Alister McGrath, the Anglican priest and Oxford University theologian who, before earning doctoral degrees in theology and intellectual history, first earned a D.Phil. in molecular biophysics, recalls his youthful atheism:
I was quite convinced that religion demanded disengagement from reality and taking refuge in an invented universe which bore no relation to what I knew through physics. Religion dealt with a fictional universe in which everything was made up. Science dealt with things that could be proved — that could be shown to be right. It was the most secure and reliable form of knowledge.
Alister McGrath, The Big Question: Why We Can’t Stop Talking about Science, Faith and God (New York: St. Martin’s Press, 2015), 50.
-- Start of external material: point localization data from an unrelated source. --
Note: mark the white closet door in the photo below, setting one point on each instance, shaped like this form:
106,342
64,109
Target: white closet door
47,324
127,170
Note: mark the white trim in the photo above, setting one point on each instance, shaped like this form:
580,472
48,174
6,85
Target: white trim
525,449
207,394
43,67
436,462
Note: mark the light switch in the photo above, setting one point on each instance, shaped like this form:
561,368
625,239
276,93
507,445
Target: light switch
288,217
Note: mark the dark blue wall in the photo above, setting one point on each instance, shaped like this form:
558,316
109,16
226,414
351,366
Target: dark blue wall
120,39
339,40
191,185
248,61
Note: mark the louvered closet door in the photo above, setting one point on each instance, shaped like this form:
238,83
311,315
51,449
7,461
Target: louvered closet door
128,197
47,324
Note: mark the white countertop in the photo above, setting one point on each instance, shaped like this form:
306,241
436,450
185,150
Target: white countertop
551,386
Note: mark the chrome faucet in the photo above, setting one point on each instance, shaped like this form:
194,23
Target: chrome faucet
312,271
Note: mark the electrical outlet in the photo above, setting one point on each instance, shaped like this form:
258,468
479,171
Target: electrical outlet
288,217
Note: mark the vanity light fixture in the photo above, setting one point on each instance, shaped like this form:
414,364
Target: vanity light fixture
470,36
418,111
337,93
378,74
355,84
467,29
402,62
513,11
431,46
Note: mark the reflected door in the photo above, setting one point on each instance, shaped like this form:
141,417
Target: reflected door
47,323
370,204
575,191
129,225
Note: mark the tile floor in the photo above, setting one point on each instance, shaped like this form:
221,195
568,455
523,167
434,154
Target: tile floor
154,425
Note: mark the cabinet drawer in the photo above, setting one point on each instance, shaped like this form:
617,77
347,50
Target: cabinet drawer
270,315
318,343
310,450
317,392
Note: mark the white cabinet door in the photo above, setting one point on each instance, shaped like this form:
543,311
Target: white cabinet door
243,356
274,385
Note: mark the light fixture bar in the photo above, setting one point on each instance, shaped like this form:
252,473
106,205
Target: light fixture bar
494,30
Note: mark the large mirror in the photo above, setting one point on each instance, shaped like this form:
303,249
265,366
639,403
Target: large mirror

He proceeds to say, among other things:
Simplistic talk about “compelling evidence” is seriously misleading for a number of reasons. It suggests that evidence is a purely objective matter and fails to recognize its complicated subjective aspects. Human beings are creatures who exercise reflective freedom and are perfectly capable of forcing “evidence” into their preferred and predetermined modes of thinking. The Lysenko affair of the 1940s illustrates this well. The maverick biological ideas of Trofim D. Lysenko (1898-1978) were seen as politically acceptable to the leaders of the Soviet Union, and the scientifically orthodox ideas of his opponents were denounced as “bourgeois” or “fascist.” As the sad history of evolutionary biology during the era of the Soviet Union makes clear, a “groupthink” can emerge which disregards evidence it considers inconvenient, or which accommodates it — often through the application of intellectual violence — within an ideological framework. (pages 51-52)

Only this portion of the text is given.